In my paper, I will show that genitive, dative or instrumental case marked direct objects never play a role in determining the event structure of a predicate in the syntax. Verbs that take accusative case marked arguments, however, fall into three types: (1) inherently eventive predicates; (2) predicates whose internal argument plays a role in determining the event structure of the predicate syntactically; and (3) pure non–eventive predicates like those that take quirky case marked arguments. I will posit a syntactic configuration for case marking that captures the role that an internal argument can play in the event structure of a predicate and the relationship between morphological case marking and this role.

Such a syntactic account of event structure also provides a solution to other curious case marking phenomena in Russian. Consider, for instance, the distribution of the instrumental case marking that occurs on some secondary predicates in Russian.
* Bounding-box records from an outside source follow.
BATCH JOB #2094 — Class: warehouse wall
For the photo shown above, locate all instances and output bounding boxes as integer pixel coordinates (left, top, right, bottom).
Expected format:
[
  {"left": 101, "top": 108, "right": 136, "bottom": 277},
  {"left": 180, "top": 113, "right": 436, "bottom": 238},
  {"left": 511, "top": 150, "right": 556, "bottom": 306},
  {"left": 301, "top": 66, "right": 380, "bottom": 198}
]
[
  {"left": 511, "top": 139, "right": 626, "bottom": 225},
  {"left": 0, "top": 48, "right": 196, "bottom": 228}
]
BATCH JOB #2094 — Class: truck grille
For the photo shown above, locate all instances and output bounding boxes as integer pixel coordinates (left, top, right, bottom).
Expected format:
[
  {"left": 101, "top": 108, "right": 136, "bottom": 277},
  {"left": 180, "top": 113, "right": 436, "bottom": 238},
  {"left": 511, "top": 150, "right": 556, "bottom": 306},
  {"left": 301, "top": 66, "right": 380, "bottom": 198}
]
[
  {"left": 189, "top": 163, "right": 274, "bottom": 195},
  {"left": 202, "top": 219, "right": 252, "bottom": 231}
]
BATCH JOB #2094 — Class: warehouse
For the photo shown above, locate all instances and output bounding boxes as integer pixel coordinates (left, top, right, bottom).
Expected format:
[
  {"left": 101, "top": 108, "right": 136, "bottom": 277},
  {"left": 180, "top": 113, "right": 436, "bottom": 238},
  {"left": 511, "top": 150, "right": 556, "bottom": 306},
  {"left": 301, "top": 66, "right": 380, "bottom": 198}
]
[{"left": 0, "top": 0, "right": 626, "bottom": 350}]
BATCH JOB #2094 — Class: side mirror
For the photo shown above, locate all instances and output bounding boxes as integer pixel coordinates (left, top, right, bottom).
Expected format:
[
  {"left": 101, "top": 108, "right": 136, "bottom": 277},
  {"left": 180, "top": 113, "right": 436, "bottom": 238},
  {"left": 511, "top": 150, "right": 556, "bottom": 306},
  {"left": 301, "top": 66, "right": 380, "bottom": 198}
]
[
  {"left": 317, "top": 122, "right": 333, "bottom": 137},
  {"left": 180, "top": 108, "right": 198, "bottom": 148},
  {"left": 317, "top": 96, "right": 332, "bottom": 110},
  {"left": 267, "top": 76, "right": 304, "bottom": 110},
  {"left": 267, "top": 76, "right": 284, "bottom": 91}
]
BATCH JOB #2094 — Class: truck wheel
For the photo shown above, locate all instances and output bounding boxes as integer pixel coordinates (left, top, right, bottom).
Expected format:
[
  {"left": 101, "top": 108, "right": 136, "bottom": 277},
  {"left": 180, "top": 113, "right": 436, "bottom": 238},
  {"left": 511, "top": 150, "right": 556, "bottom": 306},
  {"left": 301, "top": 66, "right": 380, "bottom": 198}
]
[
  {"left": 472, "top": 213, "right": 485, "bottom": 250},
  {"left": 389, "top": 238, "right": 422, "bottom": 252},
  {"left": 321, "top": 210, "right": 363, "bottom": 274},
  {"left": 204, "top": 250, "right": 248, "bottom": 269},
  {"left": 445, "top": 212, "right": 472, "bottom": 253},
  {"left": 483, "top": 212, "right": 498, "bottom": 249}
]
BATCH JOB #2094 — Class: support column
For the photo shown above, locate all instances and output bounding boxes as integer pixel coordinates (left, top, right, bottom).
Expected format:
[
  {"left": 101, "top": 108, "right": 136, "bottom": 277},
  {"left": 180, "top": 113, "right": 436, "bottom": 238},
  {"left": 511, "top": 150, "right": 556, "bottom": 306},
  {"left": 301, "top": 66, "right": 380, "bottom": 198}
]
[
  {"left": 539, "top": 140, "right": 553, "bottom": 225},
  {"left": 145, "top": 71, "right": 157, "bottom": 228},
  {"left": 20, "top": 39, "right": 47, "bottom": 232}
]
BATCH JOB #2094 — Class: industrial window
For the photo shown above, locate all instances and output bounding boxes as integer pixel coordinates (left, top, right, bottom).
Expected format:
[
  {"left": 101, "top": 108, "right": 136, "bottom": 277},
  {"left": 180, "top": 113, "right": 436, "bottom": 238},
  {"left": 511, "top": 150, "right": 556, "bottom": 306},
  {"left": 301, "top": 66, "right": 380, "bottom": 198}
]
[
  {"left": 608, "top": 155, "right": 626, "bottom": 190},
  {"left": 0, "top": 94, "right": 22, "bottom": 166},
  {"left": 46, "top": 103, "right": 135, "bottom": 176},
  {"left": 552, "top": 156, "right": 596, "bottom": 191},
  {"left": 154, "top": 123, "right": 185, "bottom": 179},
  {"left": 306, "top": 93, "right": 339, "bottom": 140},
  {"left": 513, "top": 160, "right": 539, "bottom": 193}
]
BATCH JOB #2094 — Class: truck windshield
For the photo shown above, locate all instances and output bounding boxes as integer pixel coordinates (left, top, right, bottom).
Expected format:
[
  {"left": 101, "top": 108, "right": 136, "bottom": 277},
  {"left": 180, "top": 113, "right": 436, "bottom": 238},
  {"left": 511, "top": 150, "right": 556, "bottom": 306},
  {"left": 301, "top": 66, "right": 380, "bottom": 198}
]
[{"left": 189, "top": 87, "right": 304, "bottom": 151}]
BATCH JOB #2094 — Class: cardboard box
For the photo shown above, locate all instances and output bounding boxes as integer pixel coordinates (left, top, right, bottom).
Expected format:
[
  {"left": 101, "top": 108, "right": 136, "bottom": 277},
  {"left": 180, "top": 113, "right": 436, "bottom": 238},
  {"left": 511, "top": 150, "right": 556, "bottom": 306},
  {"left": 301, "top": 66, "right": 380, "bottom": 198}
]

This instrumental case marking is only grammatical with external argument antecedents (both nominative and dative "subjects") and some accusative case marked antecedents, as examples (10)–(14) show.

(10) Polina prishla na vecherinku p'janaja/p'janoj.

Polina–NOM arrived at (the) party drunk–NOM/drunk–INSTR

(11) Mne ne rabotaetsja p'janym/?p'janomu.

I–DAT NEG work drunk–INSTR/?drunk–DAT

'I don't feel like working'.

(12) Ja nashla egoi p'janymi/p'janogoi.

I found him–ACC drunk–INSTR/drunk–ACC

(13) Ja tolknula egoi p'janogoi/*p'janymi.

I pushed him–ACC drunk–ACC/*drunk–INSTR

(14) Ja pozvonila emui p'janomui/*p'janymi.

I phoned him–DAT drunk–DAT/*drunk–INSTR

Notice that an instrumental case marked secondary predicate is only possible with a nominative (example 10) or dative (example 11) external argument antecedent, or the accusative case marked antecedent in example (12). Despite the fact that in (13) the internal argument also has accusative case, a secondary predicate with instrumental case marking is ungrammatical, as it is with the dative antecedent in (14). I will show that this restriction on the so–called predicate instrumental is linked both to the structural location of an antecedent, and to the event structure of both the primary and secondary predicate. Consider the ungrammaticality of the predicate instrumental with an object antecedent in examples (13) and (14). Notice that the primary predicates in these examples are non–eventive, as our event structure test shows, i.e., neither verb can occur with 'za + time expression': *Ja tolknula ego za pjat' minut '*I pushed him in five minutes'/*Ja pozvonila emu za pjat' minut '*I called/phoned him in five minutes'. The primary predicate in example (12), however, is eventive, since it is grammatical with 'za+ time expression': Ja na&shachek;la ego za pjat' minut 'I found him in five minutes'. In my paper, I will claim that herein lies the solution to the distribution of the predicate instrumental in Russian, namely the instrumental case on a secondary predicate is also sensitive to the event structure of the primary predicate with which it occurs.

Thus, my paper will explore how a syntactic analysis of event structure can account for otherwise anomalous case marking patterns in Russian. Most of the generalizations I will present in my paper are based on research recently conducted in Russia. My findings are the result of the grammaticality judgments of over thirty native speakers I interviewed there.